Un atardecer, ya casi entrada la noche, esa noche que sobre la montaña se abre infinita en un inmenso manto de estrellas que custodian inexorables los portales del cielo, me encontraba a la vera del sendero pedregoso que días pasados nos traía a don Facundo, cuando repentinamente una brisa cálida empezó a agitar las ramas de los árboles y las hojas silvestres de la vegetación originando un susurro profundo que se me antojó un diálogo íntimo, secreto, entre el viento proveniente de la altura y la flora que me rodeaba. Fue entonces cuando confundida con el rumor de la brisa se me hizo presentemente clara la voz de don Facundo que decía:

“He cumplido la misión que en la vida debía. Ahora soy ráfaga de lo alto, me he fundido con el cerro y las estrellas, con la piedra y el sol. Mis palabras perdurarán porque no son mías, son de la humanidad, son de la lluvia que fecunda la tierra y la hace germinar, son del fruto que nutre y se reproduce en cada estación, durante siglos, y alimenta las almas de quienes siempre tienen sed de verdad y libertad. A ti te corresponde contar mi fragmento de mundo, a ti te corresponde cantar los versos que de mí tu corazón haya escrito, a ti te corresponde prolongar este arte sagrado que la vida imita sin cesar en cada pulsación, en cada movimiento, en cada humor. Es tu misión. Cumple con ella y estarás conmigo para siempre...”

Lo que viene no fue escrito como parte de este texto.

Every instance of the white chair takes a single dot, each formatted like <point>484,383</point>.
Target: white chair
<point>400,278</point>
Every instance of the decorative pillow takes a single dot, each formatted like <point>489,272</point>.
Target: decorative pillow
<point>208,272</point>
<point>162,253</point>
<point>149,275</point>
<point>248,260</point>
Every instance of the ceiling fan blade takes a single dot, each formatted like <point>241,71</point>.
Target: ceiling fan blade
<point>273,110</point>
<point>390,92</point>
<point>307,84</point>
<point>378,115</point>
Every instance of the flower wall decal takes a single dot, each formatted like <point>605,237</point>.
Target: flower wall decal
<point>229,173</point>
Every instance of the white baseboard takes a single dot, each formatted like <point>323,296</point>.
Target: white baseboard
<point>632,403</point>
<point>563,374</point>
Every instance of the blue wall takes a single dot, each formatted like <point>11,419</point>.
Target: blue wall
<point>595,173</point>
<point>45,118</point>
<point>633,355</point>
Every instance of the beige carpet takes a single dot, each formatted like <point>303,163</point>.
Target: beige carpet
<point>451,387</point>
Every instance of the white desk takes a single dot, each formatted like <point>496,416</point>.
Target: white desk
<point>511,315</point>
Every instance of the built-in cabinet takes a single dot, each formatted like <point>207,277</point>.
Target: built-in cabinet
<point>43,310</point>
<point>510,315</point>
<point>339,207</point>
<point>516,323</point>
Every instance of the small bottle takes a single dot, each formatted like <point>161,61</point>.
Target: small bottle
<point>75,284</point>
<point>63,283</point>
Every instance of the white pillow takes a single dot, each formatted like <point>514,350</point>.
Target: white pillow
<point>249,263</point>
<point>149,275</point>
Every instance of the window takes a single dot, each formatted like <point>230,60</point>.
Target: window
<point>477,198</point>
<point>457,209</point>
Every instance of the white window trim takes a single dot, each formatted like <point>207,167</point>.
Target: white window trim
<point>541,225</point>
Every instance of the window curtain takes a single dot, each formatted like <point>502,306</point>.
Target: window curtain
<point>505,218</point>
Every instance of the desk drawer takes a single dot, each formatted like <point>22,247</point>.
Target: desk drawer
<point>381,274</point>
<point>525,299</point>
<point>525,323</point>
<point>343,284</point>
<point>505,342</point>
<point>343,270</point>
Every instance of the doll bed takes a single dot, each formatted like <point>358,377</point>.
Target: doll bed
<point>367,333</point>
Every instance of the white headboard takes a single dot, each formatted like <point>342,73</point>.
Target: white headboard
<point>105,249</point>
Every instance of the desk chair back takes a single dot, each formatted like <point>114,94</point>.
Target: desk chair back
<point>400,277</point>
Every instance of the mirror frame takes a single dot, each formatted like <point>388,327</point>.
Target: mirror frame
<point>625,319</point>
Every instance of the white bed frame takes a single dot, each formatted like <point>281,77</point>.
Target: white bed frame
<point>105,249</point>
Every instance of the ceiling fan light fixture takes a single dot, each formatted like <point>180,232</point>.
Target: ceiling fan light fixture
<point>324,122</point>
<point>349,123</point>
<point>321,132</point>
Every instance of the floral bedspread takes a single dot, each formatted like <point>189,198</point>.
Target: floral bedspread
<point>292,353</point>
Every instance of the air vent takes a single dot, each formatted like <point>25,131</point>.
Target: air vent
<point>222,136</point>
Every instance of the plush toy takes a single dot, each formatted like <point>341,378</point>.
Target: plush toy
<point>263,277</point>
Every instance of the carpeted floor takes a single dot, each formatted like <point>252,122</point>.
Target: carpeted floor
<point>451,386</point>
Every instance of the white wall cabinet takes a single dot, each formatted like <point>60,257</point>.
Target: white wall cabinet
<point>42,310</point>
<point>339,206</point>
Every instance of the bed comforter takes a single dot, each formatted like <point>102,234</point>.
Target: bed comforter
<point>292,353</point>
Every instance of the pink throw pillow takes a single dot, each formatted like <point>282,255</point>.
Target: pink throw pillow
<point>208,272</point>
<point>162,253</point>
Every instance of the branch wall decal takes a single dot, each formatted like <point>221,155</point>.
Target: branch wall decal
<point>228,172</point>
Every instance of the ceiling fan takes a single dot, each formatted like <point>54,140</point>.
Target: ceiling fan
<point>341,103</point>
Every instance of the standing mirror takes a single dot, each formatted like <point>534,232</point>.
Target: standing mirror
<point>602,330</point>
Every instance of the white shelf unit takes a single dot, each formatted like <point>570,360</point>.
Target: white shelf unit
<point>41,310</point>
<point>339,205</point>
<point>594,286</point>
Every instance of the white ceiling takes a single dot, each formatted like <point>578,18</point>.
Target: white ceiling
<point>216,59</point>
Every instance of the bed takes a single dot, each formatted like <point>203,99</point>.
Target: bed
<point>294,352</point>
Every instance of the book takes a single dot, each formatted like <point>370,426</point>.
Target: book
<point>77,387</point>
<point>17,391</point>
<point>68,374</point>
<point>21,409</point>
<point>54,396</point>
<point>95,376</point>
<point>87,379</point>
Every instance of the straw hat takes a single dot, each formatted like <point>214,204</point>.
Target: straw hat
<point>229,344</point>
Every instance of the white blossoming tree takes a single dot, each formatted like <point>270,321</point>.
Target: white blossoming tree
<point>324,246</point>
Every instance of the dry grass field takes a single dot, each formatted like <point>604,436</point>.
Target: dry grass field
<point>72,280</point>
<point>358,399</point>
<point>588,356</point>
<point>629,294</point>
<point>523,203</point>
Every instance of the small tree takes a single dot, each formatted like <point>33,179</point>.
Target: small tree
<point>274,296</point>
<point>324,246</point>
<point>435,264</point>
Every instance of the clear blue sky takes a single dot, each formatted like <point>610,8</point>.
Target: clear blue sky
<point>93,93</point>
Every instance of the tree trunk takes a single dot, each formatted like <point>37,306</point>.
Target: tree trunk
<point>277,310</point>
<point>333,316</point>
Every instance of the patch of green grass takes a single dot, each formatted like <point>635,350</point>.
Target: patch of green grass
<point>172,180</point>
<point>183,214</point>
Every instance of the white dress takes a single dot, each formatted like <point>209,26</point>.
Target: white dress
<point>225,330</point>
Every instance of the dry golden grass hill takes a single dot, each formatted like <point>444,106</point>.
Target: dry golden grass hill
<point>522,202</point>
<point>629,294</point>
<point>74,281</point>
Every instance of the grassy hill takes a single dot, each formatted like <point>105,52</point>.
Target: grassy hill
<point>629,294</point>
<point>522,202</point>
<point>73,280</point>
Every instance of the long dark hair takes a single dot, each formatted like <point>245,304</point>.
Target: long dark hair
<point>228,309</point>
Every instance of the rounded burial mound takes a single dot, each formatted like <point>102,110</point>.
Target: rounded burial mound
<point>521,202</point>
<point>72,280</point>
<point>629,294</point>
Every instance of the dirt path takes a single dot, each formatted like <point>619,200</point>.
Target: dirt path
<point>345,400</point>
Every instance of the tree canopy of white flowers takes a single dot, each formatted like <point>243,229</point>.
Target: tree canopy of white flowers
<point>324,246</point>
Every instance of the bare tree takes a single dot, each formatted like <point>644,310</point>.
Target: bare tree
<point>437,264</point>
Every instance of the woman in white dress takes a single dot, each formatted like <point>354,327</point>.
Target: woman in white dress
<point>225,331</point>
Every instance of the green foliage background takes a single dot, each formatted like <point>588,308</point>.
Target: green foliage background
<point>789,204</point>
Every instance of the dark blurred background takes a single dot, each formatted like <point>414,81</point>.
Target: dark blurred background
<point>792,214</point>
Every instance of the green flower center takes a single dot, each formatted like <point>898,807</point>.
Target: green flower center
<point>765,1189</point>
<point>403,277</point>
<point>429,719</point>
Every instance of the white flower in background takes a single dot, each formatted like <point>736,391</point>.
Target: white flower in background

La memoria del universo ha construido un templo para don Facundo en la cima de la montaña que todos guardamos en el corazón. Una vez que decidimos escalarla con esfuerzo y buena voluntad, don Facundo Piedra Sola, el aparcero de Dios, se nos revelará en su forma más bellamente humana para renovar nuestra fe y nuestra esperanza. Allí estará.

Reflexiones de don Facundo Piedra Sola: De los Pobres


Entre los humildes el calor de la amistad arde con la llama de la más vasta sinceridad, pues el pobre, sin considerar el desasosiego del apego, no busca interesadamente en el amigo lo que pueda llenar su deseo, sino la compañía leal de quien al dar una mano, se da entero, sin condiciones ni miramientos. Y el darse entero descubre el vínculo más poderoso del afecto que une a los hermanos de palabra, quienes recíprocamente arriesgarán la vida por el bienestar del otro y se desvivirán por verlo contento.

Dios ha puesto en los humildes un tesoro incalculable que no debe medirse según la contabilidad mundana. El cálculo nos ofrece la ilusión de cantidad; la medida del tesoro en los humildes nos revela la verdad de la cualidad. Para esta medida, cuanto más vil metal se tiene, más pobre se es, y la virtud llena con poca moneda habla de una riqueza que hace, al rico auténtico, su felicidad.

La desdicha de los pobres es una zambita triste que resuena en los oídos de Dios, y por ellos el cielo atrona tormentas que amenazan caer sobre los barrigones que se empeñan tercamente en la ambición solitaria de sus vanidades y deseos.

El valor de la vida reside en el pueblo rudo que suda y sangra, que trabaja bajo el sol y alimenta tiernas esperanzas, y Dios se desvela por quien abre el surco en la tierra y hecha la semilla y recoge la trilla y sueña y ama. El Hijo del Hombre, imagen y semejanza del Creador, es un gaucho a caballo que desde el cielo infinito bendice a los campesinos y besa la frente de los humildes que ennoblecen la fragua de la libertad.

Búsquenme entre los pobres, que gracias a ellos ustedes reciben la ayuda del cielo. Y entre pobres el cielo reparte su porción.

Hijos míos, sean humildes, sean sinceros y leales en el afecto, dense enteros, sin usura, que la necesidad no disfraza su silencio y para quien necesita realmente las palabras están siempre de más. En las barbas de los pobres aprendan para ser barberos, dijo el gaucho mayor, y con esto me sumo a su voz: no existe remordimiento peor que el de quien escapa al entrevero por miedo a perder un patacón mientras sus hermanos se desangran en las filas delanteras. Ayuden, entonces, a los demás, para que en su momento puedan ser ustedes también ayudados. Con paciencia acepten los rigores de la calamidad, que un bien germinal florece de sus virtudes. Sepan esperar y agradezcan lo que tienen. Quien no agradece a los hombres jamás sabrá agradecer a Dios, el auténtico dador. Y siempre permítanse un momento para la reflexión, madre del mejoramiento y la elevación.